Recovery doesn't mean never having intrusive thoughts again. Instead, it means:
Thoughts have less power over you
You can respond to doubts in healthy ways
Anxiety decreases significantly
You can trust your feelings and choices
Your relationship is based on genuine connection, not compulsions
You can function well in daily life
Stories of recovery show that with proper treatment, people with R-OCD can:
Develop strong, lasting relationships
Trust their feelings and judgments
Support their partners effectively
Live fulfilling lives without constant anxiety
The journey to recovery takes time, patience, and professional support, but it's absolutely possible. Read more inspiring stories and helpful information on our psychology blog in Bella Vista.
Conclusion
Relationship OCD is a challenging condition that affects individuals, their partners, and entire families. The constant doubts and anxiety can feel overwhelming, but understanding R-OCD is the first step toward healing.

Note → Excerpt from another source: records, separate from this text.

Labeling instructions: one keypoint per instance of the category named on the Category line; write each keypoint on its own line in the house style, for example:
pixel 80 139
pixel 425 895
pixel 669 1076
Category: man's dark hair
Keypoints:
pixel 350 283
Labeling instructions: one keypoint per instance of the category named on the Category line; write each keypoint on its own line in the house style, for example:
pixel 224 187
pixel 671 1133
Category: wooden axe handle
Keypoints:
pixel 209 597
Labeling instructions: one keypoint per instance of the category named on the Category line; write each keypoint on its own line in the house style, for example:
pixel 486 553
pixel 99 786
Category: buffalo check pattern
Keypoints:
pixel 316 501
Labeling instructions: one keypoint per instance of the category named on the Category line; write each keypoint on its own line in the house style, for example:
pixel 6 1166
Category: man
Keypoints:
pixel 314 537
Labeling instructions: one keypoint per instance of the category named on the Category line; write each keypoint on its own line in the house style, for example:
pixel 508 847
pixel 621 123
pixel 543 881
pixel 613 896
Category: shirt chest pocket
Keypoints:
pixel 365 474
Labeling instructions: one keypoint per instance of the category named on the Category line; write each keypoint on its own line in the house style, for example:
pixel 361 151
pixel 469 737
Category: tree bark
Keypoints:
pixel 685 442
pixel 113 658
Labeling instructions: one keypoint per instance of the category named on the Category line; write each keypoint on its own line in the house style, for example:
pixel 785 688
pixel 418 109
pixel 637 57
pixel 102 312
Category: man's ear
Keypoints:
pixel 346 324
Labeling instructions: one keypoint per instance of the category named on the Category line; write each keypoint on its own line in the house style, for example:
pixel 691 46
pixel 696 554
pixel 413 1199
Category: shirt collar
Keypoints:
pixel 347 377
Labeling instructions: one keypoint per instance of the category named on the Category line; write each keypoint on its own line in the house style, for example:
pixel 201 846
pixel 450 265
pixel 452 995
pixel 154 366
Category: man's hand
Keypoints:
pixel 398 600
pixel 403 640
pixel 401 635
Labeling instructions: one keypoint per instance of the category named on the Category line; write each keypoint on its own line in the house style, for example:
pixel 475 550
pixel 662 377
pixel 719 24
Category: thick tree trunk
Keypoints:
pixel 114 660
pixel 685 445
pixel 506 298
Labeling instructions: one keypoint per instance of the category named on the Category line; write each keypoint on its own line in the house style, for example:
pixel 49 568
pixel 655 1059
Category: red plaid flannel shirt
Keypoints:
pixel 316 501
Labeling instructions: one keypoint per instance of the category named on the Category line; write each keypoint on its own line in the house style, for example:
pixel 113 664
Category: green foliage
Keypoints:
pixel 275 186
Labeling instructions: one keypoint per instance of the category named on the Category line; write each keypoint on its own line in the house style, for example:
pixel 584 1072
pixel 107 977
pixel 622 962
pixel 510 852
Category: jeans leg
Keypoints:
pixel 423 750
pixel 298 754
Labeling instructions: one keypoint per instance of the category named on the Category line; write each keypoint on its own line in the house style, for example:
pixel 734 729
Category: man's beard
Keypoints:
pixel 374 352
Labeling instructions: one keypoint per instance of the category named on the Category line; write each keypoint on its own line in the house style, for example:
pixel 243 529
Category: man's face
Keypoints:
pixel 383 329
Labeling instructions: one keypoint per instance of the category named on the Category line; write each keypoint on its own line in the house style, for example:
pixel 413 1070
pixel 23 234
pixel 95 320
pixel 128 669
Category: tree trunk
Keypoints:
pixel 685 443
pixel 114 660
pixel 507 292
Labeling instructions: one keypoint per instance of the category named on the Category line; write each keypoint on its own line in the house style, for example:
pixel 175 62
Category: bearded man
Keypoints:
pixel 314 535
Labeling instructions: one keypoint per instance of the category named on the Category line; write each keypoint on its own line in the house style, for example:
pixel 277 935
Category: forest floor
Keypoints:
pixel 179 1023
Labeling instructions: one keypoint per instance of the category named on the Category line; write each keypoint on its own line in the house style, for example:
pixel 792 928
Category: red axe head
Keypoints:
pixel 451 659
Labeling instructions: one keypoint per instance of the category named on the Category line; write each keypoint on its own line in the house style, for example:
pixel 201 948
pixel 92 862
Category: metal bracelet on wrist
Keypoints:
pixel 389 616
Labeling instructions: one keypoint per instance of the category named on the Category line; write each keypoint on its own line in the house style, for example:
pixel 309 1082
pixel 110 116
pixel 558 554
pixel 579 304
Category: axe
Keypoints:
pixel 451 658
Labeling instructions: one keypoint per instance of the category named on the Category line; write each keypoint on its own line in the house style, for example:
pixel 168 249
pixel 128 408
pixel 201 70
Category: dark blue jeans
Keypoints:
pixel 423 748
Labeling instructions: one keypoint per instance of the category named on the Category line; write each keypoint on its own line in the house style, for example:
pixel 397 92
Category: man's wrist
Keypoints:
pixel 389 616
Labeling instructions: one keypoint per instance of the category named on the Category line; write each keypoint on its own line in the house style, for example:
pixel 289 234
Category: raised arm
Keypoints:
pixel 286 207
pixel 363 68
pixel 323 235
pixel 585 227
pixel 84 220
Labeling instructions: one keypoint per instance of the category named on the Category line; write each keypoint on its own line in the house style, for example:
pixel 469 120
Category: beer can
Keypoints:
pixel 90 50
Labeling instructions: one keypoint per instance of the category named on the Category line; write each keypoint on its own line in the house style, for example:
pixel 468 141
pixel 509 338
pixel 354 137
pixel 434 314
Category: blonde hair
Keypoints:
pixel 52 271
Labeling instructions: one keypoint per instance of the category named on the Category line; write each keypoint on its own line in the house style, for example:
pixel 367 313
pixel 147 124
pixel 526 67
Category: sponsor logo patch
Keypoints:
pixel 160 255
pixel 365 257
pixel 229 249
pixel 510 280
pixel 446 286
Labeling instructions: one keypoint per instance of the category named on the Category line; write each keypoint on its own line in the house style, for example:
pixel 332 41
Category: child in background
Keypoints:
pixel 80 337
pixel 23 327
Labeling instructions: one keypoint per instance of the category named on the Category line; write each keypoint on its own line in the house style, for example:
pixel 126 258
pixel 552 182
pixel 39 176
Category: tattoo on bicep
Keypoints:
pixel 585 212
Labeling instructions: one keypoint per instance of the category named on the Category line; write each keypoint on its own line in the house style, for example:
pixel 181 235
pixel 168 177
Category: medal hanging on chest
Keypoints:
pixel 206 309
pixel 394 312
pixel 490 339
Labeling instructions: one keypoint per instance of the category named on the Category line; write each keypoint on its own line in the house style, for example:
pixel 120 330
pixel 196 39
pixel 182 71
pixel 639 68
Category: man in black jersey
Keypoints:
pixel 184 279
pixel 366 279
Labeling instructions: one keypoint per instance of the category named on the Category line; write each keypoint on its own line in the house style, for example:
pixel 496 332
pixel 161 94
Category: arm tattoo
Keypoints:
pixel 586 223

If you're struggling with relationship OCD, remember:
What you're experiencing has a name and is treatable
Your thoughts don't define reality
Professional help is available and effective
Recovery is possible with proper treatment
You don't have to face this alone
For those supporting someone with R-OCD, your compassion and understanding make a real difference. Learning about the condition and encouraging professional treatment can help your loved one on their recovery journey.
If you're in Sydney's northwest suburbs and need support, reaching out to a qualified psychologist is an important step. Evidence-based treatments like CBT and ERP can significantly improve symptoms and quality of life.